Approfondendo la situazione odierna, sappiamo come a dividersi i consensi saranno, con ogni probabilità, sei macro-aree, che vanno differenziate a loro volta per sigle: popolari, che fanno parte tutti del Partito popolare europeo; populisti e sovranisti, che in parte aderiranno all’Europa delle Nazioni e della Libertà, cioè al gruppo di cui fanno parte coloro che qualche giorno fa erano in piazza del Duomo a Milano, ma che finiranno pure, si vedano per esempio i populisti indefiniti del MoVimento 5 Stelle, nel raggruppamento dell’Europa della libertà e della democrazia diretta, che insomma è composito; i Socialdemocratici del Pse, a cui si iscriveranno la maggior parte degli eletti progressisti del Vecchio continente; gli ambientalisti e la sinistra massimalista, che fanno gruppo a parte; i liberaldemocratici dell’Alde, che in questa turnata dovrebbe poter vantare l’importante variabile, almeno da un punto di vista numerico, rappresentata da Emmanuel Macron e dal suo partito; i conservatori dell’Ecr. Quindi abbiamo sei categorie, secondo una definizione dottrinale politica, ma almeno sette gruppi parlamentari. A descrivere un quadro completo è stata l’agenzia Adnkronos.

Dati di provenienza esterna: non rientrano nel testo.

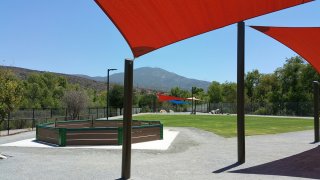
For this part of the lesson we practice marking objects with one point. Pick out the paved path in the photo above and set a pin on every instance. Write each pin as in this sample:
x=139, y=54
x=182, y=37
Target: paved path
x=194, y=154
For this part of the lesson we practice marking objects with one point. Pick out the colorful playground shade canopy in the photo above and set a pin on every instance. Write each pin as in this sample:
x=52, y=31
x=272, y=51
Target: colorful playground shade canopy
x=303, y=40
x=148, y=25
x=162, y=97
x=178, y=102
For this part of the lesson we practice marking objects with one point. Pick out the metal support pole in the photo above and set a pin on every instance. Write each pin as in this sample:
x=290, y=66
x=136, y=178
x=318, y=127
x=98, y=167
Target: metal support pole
x=33, y=123
x=8, y=124
x=316, y=110
x=97, y=113
x=108, y=96
x=127, y=119
x=240, y=93
x=192, y=100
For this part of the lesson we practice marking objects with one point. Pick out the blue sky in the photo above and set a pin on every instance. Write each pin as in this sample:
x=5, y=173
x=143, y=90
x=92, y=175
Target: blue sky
x=76, y=37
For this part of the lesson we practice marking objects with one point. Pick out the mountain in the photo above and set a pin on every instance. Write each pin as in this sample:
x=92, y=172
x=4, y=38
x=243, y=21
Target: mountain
x=144, y=78
x=155, y=78
x=83, y=82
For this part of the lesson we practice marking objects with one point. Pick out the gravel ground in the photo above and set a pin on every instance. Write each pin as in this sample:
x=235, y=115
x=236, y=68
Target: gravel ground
x=194, y=154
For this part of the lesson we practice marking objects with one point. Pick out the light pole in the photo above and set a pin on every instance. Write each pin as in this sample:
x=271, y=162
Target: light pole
x=108, y=92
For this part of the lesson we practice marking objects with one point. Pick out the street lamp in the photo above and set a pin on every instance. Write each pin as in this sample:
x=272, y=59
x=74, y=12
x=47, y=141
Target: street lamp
x=108, y=92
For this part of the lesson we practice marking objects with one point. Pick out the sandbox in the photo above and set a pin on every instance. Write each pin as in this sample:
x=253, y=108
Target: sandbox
x=96, y=132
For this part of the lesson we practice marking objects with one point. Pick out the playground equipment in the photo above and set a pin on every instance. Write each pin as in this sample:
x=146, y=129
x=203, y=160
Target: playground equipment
x=96, y=132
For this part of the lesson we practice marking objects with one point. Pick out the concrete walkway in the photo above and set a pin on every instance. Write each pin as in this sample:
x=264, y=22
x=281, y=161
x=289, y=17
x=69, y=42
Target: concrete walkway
x=194, y=154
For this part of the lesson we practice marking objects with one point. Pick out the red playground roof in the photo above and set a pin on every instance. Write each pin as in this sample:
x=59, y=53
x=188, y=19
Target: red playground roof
x=303, y=40
x=148, y=25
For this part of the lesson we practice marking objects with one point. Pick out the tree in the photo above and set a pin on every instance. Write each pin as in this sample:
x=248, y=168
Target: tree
x=214, y=92
x=44, y=90
x=251, y=82
x=178, y=92
x=229, y=92
x=75, y=101
x=116, y=96
x=10, y=93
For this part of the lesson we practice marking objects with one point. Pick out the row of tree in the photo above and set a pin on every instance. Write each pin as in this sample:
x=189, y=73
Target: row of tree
x=291, y=83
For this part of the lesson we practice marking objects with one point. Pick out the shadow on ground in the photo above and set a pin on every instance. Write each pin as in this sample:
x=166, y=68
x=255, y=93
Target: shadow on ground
x=305, y=164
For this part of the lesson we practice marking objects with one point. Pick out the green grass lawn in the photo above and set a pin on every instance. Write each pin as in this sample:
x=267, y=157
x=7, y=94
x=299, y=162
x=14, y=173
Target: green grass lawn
x=225, y=126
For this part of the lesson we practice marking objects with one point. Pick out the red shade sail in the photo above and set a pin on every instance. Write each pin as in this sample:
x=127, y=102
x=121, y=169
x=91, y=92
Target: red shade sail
x=148, y=25
x=162, y=98
x=303, y=40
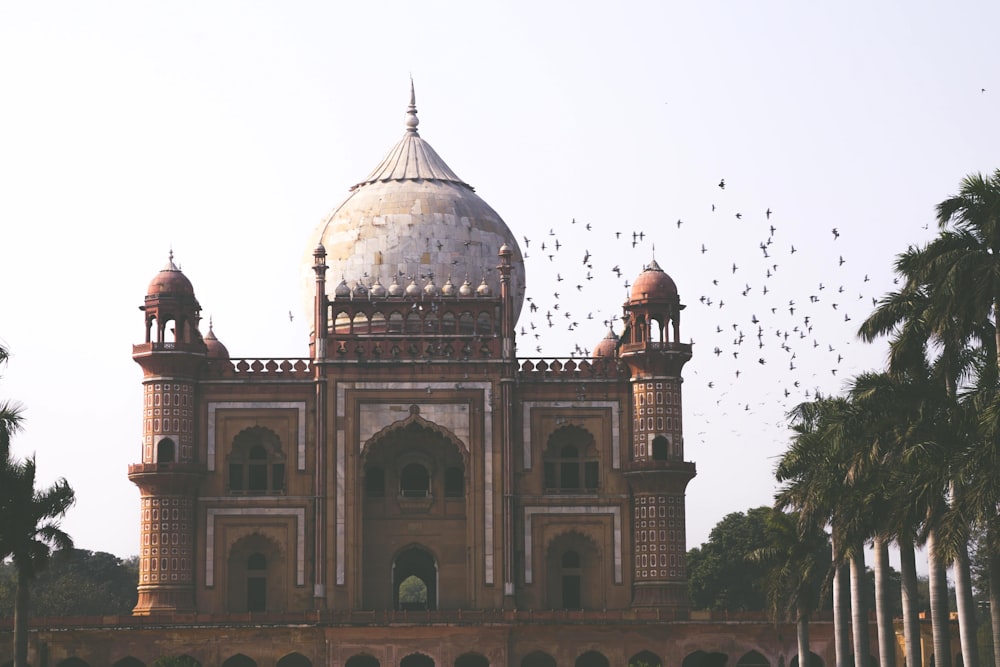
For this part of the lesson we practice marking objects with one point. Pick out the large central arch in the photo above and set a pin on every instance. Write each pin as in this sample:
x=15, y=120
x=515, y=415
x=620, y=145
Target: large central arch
x=415, y=561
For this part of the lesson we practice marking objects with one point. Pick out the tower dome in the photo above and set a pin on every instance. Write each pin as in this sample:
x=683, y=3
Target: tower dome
x=653, y=284
x=216, y=350
x=170, y=281
x=607, y=347
x=413, y=216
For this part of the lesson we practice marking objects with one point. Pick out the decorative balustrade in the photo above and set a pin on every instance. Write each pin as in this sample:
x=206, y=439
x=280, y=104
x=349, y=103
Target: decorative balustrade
x=278, y=369
x=536, y=368
x=414, y=347
x=388, y=617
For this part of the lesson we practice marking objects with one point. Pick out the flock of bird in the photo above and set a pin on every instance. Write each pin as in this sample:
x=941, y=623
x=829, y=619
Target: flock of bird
x=772, y=317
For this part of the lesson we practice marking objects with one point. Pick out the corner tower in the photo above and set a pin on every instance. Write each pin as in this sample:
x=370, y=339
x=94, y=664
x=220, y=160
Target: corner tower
x=171, y=358
x=656, y=470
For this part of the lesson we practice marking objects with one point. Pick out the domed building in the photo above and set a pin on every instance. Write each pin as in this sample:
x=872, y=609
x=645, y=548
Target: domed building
x=412, y=492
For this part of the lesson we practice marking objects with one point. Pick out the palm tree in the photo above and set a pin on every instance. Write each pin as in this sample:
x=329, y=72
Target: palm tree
x=932, y=327
x=900, y=412
x=811, y=473
x=798, y=564
x=32, y=532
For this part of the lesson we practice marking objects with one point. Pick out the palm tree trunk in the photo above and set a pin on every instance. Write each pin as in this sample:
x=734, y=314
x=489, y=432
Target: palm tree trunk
x=21, y=600
x=994, y=574
x=911, y=603
x=859, y=614
x=883, y=611
x=802, y=632
x=966, y=607
x=938, y=584
x=841, y=599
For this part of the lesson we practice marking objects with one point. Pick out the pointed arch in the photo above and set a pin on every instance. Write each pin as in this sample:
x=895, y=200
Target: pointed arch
x=72, y=661
x=255, y=574
x=417, y=660
x=646, y=659
x=592, y=659
x=703, y=659
x=129, y=661
x=571, y=461
x=294, y=659
x=538, y=659
x=814, y=661
x=415, y=561
x=413, y=421
x=239, y=660
x=573, y=572
x=362, y=660
x=472, y=659
x=753, y=659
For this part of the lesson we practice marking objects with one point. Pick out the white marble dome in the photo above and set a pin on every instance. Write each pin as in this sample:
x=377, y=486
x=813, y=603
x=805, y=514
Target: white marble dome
x=413, y=220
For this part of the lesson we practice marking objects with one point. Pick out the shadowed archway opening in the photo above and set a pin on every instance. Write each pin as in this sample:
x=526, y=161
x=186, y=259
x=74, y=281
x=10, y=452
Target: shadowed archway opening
x=645, y=659
x=472, y=660
x=417, y=660
x=414, y=580
x=362, y=660
x=538, y=659
x=592, y=659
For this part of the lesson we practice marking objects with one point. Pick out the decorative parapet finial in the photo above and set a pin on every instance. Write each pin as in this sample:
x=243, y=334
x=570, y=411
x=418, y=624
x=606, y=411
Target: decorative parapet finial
x=411, y=112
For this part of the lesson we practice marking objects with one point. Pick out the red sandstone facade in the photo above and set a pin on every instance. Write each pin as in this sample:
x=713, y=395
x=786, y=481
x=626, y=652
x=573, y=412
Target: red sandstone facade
x=413, y=492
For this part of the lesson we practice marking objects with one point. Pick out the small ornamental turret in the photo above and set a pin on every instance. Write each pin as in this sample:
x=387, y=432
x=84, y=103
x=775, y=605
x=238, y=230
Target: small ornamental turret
x=171, y=358
x=656, y=470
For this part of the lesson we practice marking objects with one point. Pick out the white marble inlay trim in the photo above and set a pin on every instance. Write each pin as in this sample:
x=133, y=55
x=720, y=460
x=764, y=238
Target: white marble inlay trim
x=300, y=462
x=300, y=536
x=615, y=439
x=613, y=510
x=487, y=389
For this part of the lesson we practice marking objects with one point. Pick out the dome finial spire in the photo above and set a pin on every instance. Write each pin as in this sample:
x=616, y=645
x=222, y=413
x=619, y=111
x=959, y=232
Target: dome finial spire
x=411, y=112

Poi ci sono le alleanze date come possibili sul tavolo delle trattative: le ipotesi, stando ai sondaggi, sono solo due, ma non sono escludibili sorprese. In ogni caso, le rilevazioni che sono state pubblicate prima del blocco delle statistiche sondaggistiche, suggerivano come Ppe e Pse dovessero guardare o all’Alde o ai populisti a i sovranisti per poter raggiungere una maggioranza. Poiché il secondo scenario è ritenuto improbabile, alla fine risulta essere pronosticabile una coalizione tripartita, come anticipato. Ma a decidere saranno le urne. Bisognerà vedere, poi, a quale gruppo deciderà d’iscriversi il Brexit Party di Nigel Farage, che veniva dato attorno al 30% e primo partito del Regno unito. Sì, alla fine i sudditi di Sua maestà, voteranno come tutti gli altri popoli europei. Ora come ora, però, non è ancora il tempo di scendere a compromessi: i partiti sono impegnati nelle ultime fasi della campagna elettorale, poi avranno luogo eventuali triangolazioni dialettiche.
Si parlava di due eventualità per la composizione della maggioranza: la prima è quella già descritta. La seconda – come anticipato – prevede che a scendere a patti siano il Ppe, i “sovranisti illuminati” e magari anche i liberali. Ma dipende dai consensi e dalle reciproche volontà. La sensazione è che le discussioni tra gli attori potrebbero durare parecchio prima di trovare la quadra.